Language Guesser and OpenNLP Pipe

1. The first program I wrote estimates the language of a document, based on a simple statistical bigram model. It takes 5 arguments from commandline based on following syntax:

java Main trainfile_lang_1 trainfile_lang_2 trainfile_lang_3 trainfile_lang_4 testfile_lang


java Main ./europarl/train/de/ep-01-de.train ./europarl/train/en/ep-01-en.train ./europarl/train/es/ep-01-es.train ./europarl/train/fr/ep-01-fr.train ./europarl/test/de/ep-01-de.test

and writes to the system standard output: "Die Sprache ist wahrscheinlich Deutsch." (The language is probably German.)

You see, this is very static and perhaps I'll make it more dynamic in the future.

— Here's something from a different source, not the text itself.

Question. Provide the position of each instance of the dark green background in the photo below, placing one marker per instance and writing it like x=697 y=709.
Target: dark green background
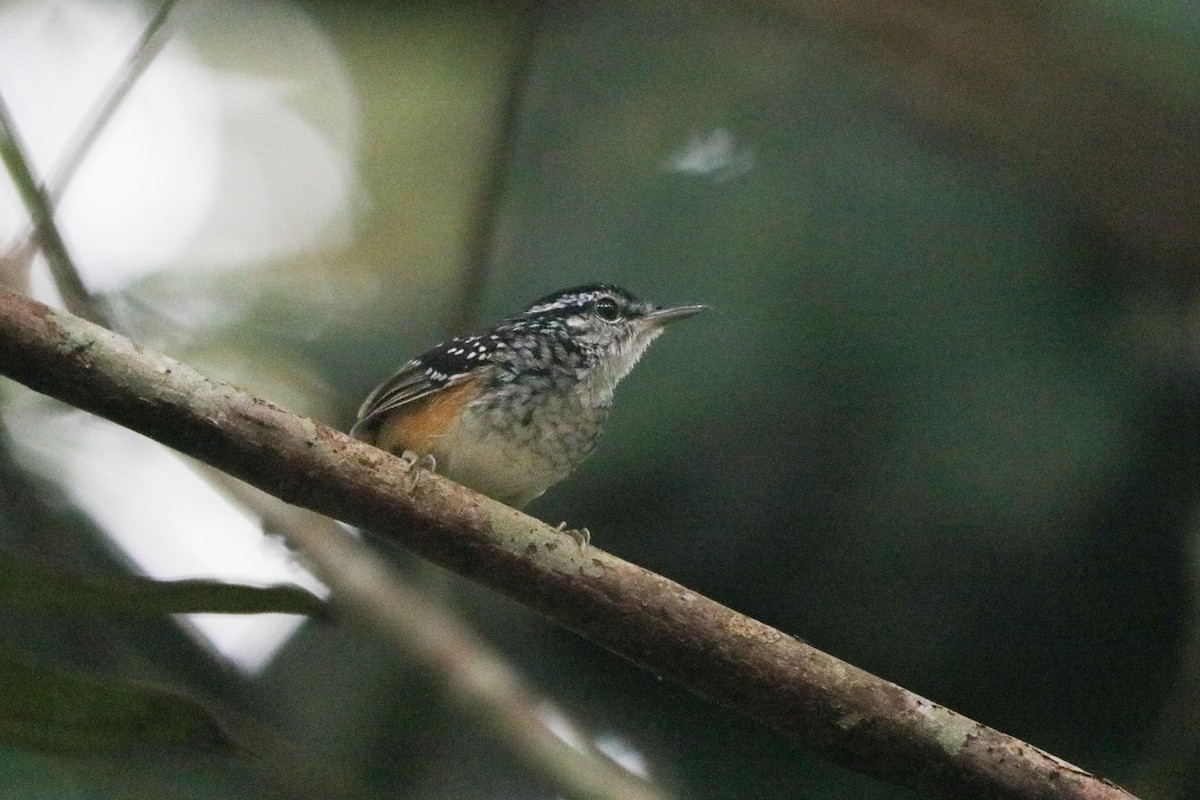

It was originally created to estimate the language of a protocol from the European parliament. You can download it here, but please be aware that the comments are in German.

2. The second program is more interesting. It takes a XML file with tags and everything and writes the sentences to a file in following format:

token TAB tag TAB chunk

e.g. for the sentence "Is this love?"

this DT B-NP
love NN O
? . O

It just takes the path to the XML file as commandline argument. To run the program you'll need 2 things. Ant and the OpenNLP models. You can download the program here

* To ensure the functionality of the program, the models EnglishChunk.bin.gz,
* EnglishSD.bin.gz, EnglishTok.bin.gz, tag.bin.gz and tagdict.htm have to be
* in the models directory.
* The models have to be downloaded and placed in the models directory
* otherwise the program won't work. The download links can be found in
* ./model/readme.txt.
* Install:
* 1. Download the models at OpenNLP:
* 2. Run Ant
* 3. Start the program with java -jar NLPipe.jar XMLfile
* 4. Optionally you can run the program with: ant -Dargs="XMLfile" run
* 5. Optionally you can archive the basedir with: ant tar